Géopolitique concurrentielle : l'approbation française s'inscrit dans une poussée plus large de l'UE visant à réduire la dépendance aux infrastructures de paiement et numériques américaines. Si l'Europe peut proposer des liquidités crédibles libellées en euro.
Opérationnel et risques : la nature des réserves (dépôts bancaires, titres à court terme, instruments du marché monétaire) sera déterminante pour la résilience d'un stablecoin en euro face au retrait de confiance. La gestion des contreparties, les exigences de diversification et la transparence publique via des preuves des réserves et des audits réguliers seront essentielles pour atténuer les risques de course aux retraits. En outre, la question de la finalité de règlement — notamment si les transferts sont considérés comme définitifs et irrévocables pour les acteurs bancaires traditionnels — devra être juridiquement clarifiée pour permettre une adoption institutionnelle plus large.
Perspective Fazen Markets : sur le plan stratégique, l'appui politique français réduit l'incertitude réglementaire perçue pour les projets euro-dénomination et pourrait accélérer les partenariats entre banques, infrastructures de paiement et acteurs crypto réglementés.
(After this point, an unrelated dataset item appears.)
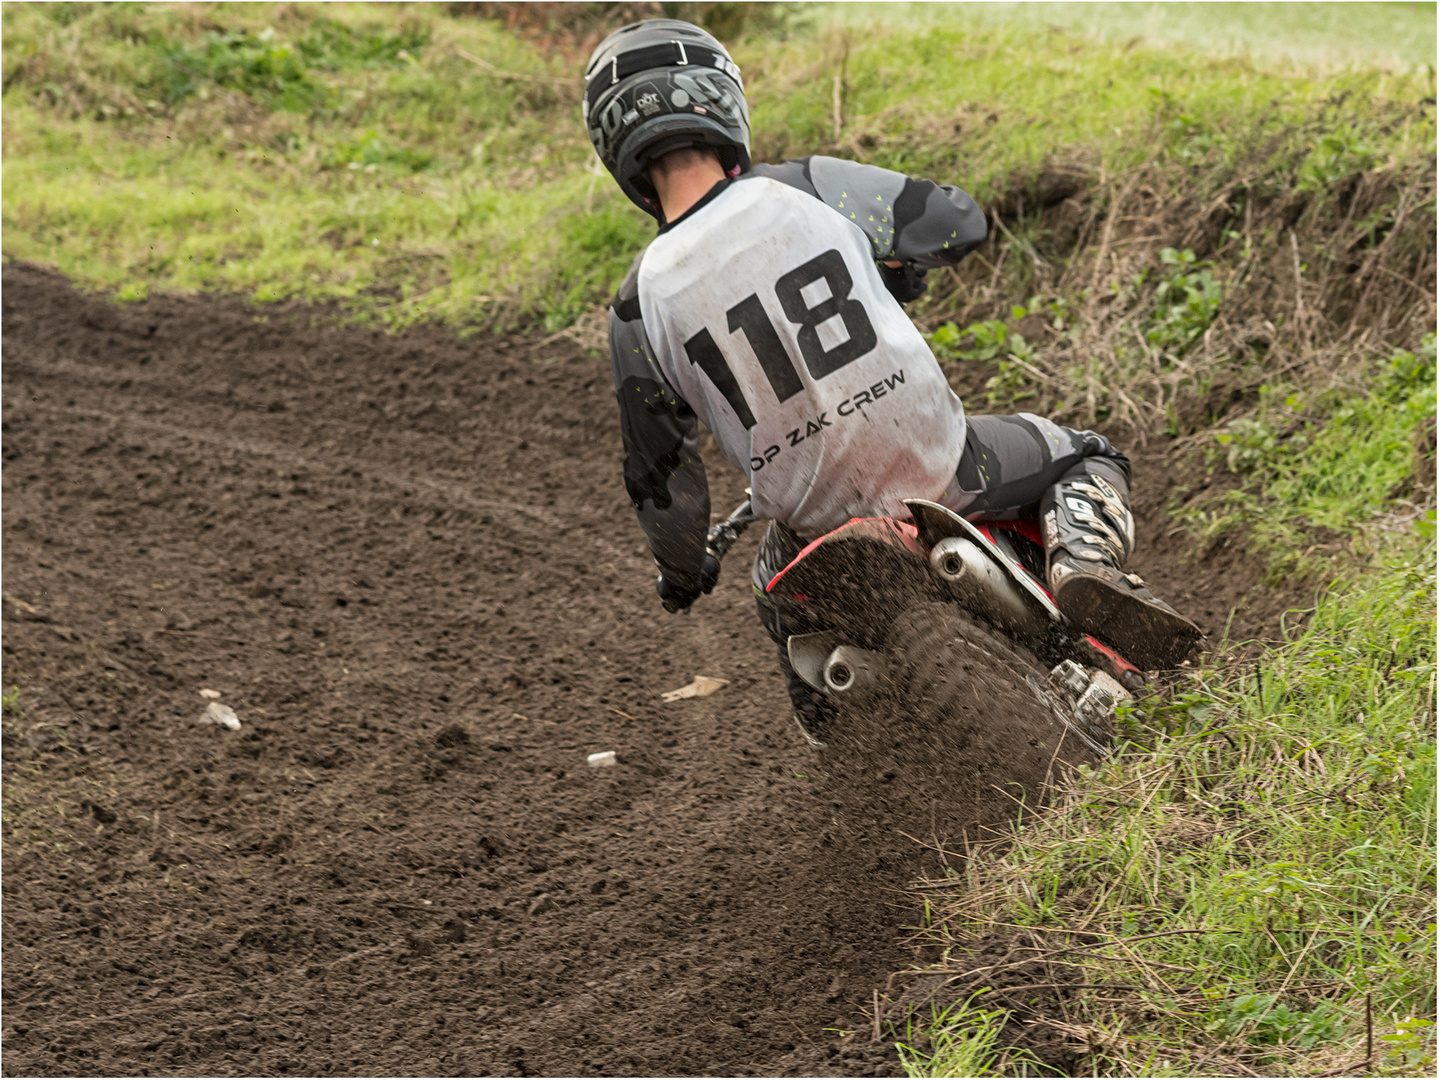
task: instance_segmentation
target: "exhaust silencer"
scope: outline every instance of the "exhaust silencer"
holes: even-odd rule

À moyen terme, si un écosystème stablecoin en euro obtient suffisamment de liquidité et de garanties réglementaires, il pourrait capter des cas d'usage de paiements transfrontaliers et de règlement de titres tokenisés, tout en forçant une harmonisation opérationnelle entre rails bancaires traditionnels et réseaux blockchain. Les acteurs institutionnels devront toutefois évaluer soigneusement les coûts de conformité additionnels, la gouvernance des réserves et l'intégration opérationnelle avant d'allouer des volumes significatifs.
Risques clés
- Risque de liquidité : l'absence d'un pool de liquidité profond pourrait limiter l'utilité pour les transactions à haut volume.
- Risque réglementaire : malgré MiCA, des interprétations nationales et des exigences complémentaires pourraient subsister.
- Risque opérationnel : vulnérabilités de garde, erreurs d'intégration et risques technologiques associés aux infrastructures blockchain.
- Risque de marché : les préférences des utilisateurs et des teneurs de marché pour les stablecoins libellés en USD resteront un obstacle concurrentiel majeur.
Conclusion
Le soutien officiel de la France à l'initiative Qivalis marque une étape politique importante dans la recherche d'une alternative euro-dénominée aux stablecoins dominés par le dollar américain. La réussite d'un tel projet dépendra autant de la profondeur des marchés et de la confiance institutionnelle que de la conformité réglementaire imposée par MiCA. Pour les corporates et les acteurs institutionnels, les décisions d'adoption reposeront sur des garanties robustes de réserve, des mécanismes de rachat clairs et une finalité de règlement juridiquement reconnue. À court terme, l'initiative stimule le débat sur la souveraineté numérique européenne dans les paiements ; à moyen terme, elle peut constituer un catalyseur pour réorganiser certains flux de paiements et de règlement si les défis opérationnels et de liquidité sont résolus.